Truth is a difficult term to define today. Perhaps it was always that way, but of late, it is so embroiled in so many variations of different versions of so many beliefs founded on a plurality of opinions of things defined in multiple ways as to be without meaning at all.

Huh? Are you confused? That was meant to be confusing to demonstrate the oldest trick in the world, that of distorting the truth to keep us from discovering it. The old adage of “if you cannot dazzle with brilliance, baffle with many meaningless words” comes to mind!

Truth does not have multiple meanings and applications as so often described. It is not a plural term. In fact, it doesn’t even sound right when expressed as such, yet the wisdom of this age insists there is a plurality of truths and that they are all true!

Now, think about this for a moment. What if one person believes something to be wrong and another believes it to be right? Can both “truths” be true? Impossible. Can both be untrue? Yes, of course. Actually, the best evidence for the singularity of truth is that a plurality of untruths is often used to distract and distance us from it.

Truth is not invented by people or democratically determined, even if there exists differences of opinion. If everyone defined their own truth, could we ever come to consensus and, if we did, would it, in fact, represent… the truth?

Truth just is. It has to be established by an objective “something” outside of our finite ability to create it. Our consensus on what it is should therefore not be based on what we invent but on what we discover.

My own life took on a completely new meaning and direction many years ago, when at a young age I asked that eternal question, “what is truth?” I determined then and there to find out and that quest continues to demand my greatest attention to this day. It led me to God, who then directed me to discover the way, the truth and the subsequent life that I should lead.

It has also provided me with much grief as I watch truth being rejected.

I cannot say that I have it all figured out, for that would most certainly not be the truth, but I do press on, desiring to know the truth rather than to seek to be right, which leads us back to the original question of offence.

Offence always involves truth, either by its presence or in its absence.

In fact, Jesus declared that the message He conveyed would be found to be offensive, yet it represented or more appropriately, was the truth.

One only has to watch the daily news to see rather frequent occurrences of this, now a days. Seems like everyone is offended everyday by everything. Actually, that cannot be the case, but it is safe to say that a lot of people seem to be offended at a lot of things that are, in fact, true.

On the other hand, if someone makes an accusation against another person, the offence is likely due to the lack of evidence to support the claim, or, if you will, the offence is taken because of the absence of substantive truth.
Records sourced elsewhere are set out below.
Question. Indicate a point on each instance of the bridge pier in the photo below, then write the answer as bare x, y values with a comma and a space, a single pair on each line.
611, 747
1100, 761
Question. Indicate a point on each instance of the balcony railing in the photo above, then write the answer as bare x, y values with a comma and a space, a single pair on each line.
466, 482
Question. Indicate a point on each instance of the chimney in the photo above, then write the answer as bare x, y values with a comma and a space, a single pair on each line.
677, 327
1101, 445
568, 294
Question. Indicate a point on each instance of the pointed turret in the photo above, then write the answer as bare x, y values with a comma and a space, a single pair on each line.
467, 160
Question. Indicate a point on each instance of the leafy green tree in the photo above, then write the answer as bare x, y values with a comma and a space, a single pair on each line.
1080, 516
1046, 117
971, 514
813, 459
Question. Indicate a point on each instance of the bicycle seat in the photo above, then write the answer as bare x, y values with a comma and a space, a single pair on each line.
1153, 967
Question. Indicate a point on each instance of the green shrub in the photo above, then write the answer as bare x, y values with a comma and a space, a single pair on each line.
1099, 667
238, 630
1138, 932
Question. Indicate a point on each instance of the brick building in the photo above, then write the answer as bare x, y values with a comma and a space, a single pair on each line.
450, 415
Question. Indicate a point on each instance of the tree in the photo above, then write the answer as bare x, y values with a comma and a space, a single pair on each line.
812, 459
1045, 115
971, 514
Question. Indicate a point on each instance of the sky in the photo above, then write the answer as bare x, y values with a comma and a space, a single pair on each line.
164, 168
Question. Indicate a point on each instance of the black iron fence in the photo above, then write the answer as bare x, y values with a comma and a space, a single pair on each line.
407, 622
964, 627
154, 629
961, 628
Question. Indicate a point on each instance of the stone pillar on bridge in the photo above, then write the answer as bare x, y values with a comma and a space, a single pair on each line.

The knowledge of the truth seems to come with a desire to share the pearl, so to speak, with others. This is usually done sincerely, but not necessarily received with gratitude. Sharing with someone who is sincerely interested in knowing the truth usually results in pleasant, intelligent conversation.

If unfortunate enough to be exposing the reality of a bad situation, like questioning the purpose behind actions or to warn others of the impending danger of misinformation, misdirection, misleadings, misrepresentations, misappropriations or other methods of manipulation to cause others to believe things that just ain’t so, one can expect to find themselves misunderstood and/or misjudged, often in an avalanche of criticism.

I guess that is the price one must be prepared to pay for the privilege of telling the truth in a world that is just not interested in entertaining it, but the alternative is to tell lies and I just don’t want to do that.